Questions fréquentes

Quand faut-il repiquer les semis ?
On repique quand les plantules ont leurs premières vraies feuilles, celles qui apparaissent après les deux cotylédons, soit en général 2 à 4 semaines après la levée. Certains jardiniers attendent 4 à 6 feuilles pour les plants vigoureux comme les choux, mais tôt vaut mieux que tard : au-delà, les racines s’emmêlent en terrine et le repiquage devient traumatisant.
Quel terreau pour repiquer les semis ?
Un terreau fin, léger et bien drainant, du type terreau à semis et repiquage, additionné d’un peu de compost tamisé. Évite le terreau universel trop grossier et trop riche, qui gorge d’eau les jeunes racines. L’idéal : un mélange qui reste souple, retient l’humidité sans se compacter, et laisse la motte respirer.
Peut-on repiquer des semis trop tôt ?
Oui, c’est un vrai risque. Avant l’apparition des vraies feuilles, les racines sont trop courtes et la plantule trop fragile pour supporter la manipulation : elle marque le coup et peut ne jamais repartir. Le bon repère reste les premières vraies feuilles bien formées, ni avant, ni bien après.
Quelle est la différence entre planter et repiquer ?

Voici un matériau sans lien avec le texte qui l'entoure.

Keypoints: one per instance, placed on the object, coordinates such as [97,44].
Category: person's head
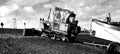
[72,17]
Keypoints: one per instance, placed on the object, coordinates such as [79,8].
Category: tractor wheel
[113,48]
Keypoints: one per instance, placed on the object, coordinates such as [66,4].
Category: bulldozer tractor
[63,24]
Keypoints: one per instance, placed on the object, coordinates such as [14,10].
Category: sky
[30,11]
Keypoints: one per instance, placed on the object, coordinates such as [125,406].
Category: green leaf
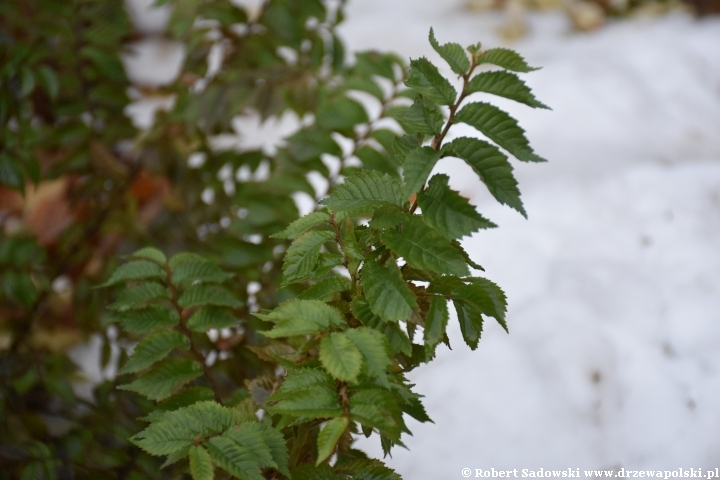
[11,174]
[452,53]
[211,317]
[326,289]
[187,397]
[386,291]
[199,270]
[150,253]
[329,436]
[235,460]
[421,117]
[506,58]
[341,114]
[499,127]
[373,159]
[424,248]
[435,322]
[154,348]
[138,270]
[418,165]
[249,436]
[371,344]
[448,212]
[201,467]
[301,317]
[49,81]
[364,84]
[506,85]
[202,294]
[365,189]
[493,168]
[340,357]
[425,79]
[302,256]
[471,323]
[302,225]
[378,409]
[163,380]
[147,319]
[140,295]
[175,430]
[306,392]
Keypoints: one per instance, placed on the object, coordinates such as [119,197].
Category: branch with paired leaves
[376,304]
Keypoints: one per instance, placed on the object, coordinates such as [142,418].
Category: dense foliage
[266,349]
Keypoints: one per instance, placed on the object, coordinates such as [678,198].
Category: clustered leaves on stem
[374,297]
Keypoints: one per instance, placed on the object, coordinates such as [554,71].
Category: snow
[613,359]
[614,281]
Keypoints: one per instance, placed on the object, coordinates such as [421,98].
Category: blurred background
[613,283]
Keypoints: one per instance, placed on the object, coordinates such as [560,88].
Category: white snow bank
[613,359]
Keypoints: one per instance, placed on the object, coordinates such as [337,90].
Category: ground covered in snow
[613,357]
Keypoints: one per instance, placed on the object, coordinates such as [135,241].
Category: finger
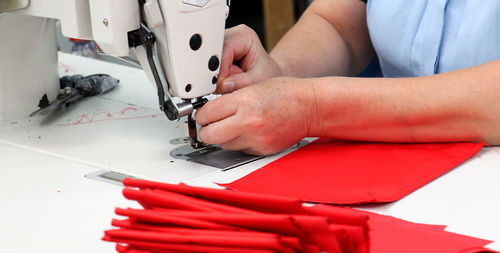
[236,82]
[216,110]
[233,71]
[221,131]
[238,42]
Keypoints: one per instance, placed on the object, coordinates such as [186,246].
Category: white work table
[47,204]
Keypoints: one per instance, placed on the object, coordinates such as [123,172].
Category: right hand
[244,61]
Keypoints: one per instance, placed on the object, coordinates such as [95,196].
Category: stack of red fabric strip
[181,218]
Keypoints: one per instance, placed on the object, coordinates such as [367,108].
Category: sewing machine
[178,43]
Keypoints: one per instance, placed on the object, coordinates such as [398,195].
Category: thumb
[235,82]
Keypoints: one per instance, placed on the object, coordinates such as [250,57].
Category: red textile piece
[181,218]
[411,237]
[169,224]
[256,202]
[353,172]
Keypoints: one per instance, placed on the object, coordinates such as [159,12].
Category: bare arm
[461,105]
[331,38]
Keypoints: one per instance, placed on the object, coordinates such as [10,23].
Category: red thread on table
[86,119]
[65,67]
[496,150]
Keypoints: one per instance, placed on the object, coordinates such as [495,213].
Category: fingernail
[228,87]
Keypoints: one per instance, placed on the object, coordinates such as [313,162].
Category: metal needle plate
[214,156]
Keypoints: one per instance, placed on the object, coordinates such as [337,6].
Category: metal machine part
[193,133]
[10,5]
[214,156]
[108,176]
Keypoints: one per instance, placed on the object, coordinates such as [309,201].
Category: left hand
[261,119]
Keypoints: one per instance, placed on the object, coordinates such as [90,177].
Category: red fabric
[170,224]
[352,172]
[411,237]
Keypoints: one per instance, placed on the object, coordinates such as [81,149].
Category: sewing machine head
[178,43]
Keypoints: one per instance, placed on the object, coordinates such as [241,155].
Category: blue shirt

Repiquer, c’est transplanter de jeunes plantules issues d’un semis serré vers un contenant plus grand ou un autre emplacement, pour leur donner de la place. Planter désigne la mise en place définitive d’un plant déjà développé, souvent en pleine terre au potager. Le repiquage est donc une étape intermédiaire entre le semis et la plantation.
Comment repiquer sans abîmer les racines ?
On manipule la plantule par les feuilles, jamais par la tige, on soulève la motte avec un crayon ou un plantoir, on fait un trou dans le nouveau terreau, on installe les racines bien droites sans les replier, on tasse délicatement et on arrose aussitôt pour ressouder la terre autour des racines.
Faut-il toujours repiquer les semis ?
Non. Les semis faits directement en godet individuel, en motte ou en place (carottes, radis, haricots) n’ont pas besoin d’être repiqués. Le repiquage concerne surtout les semis serrés en terrine (tomates, poivrons, choux, salades) qu’il faut espacer pour qu’ils se développent.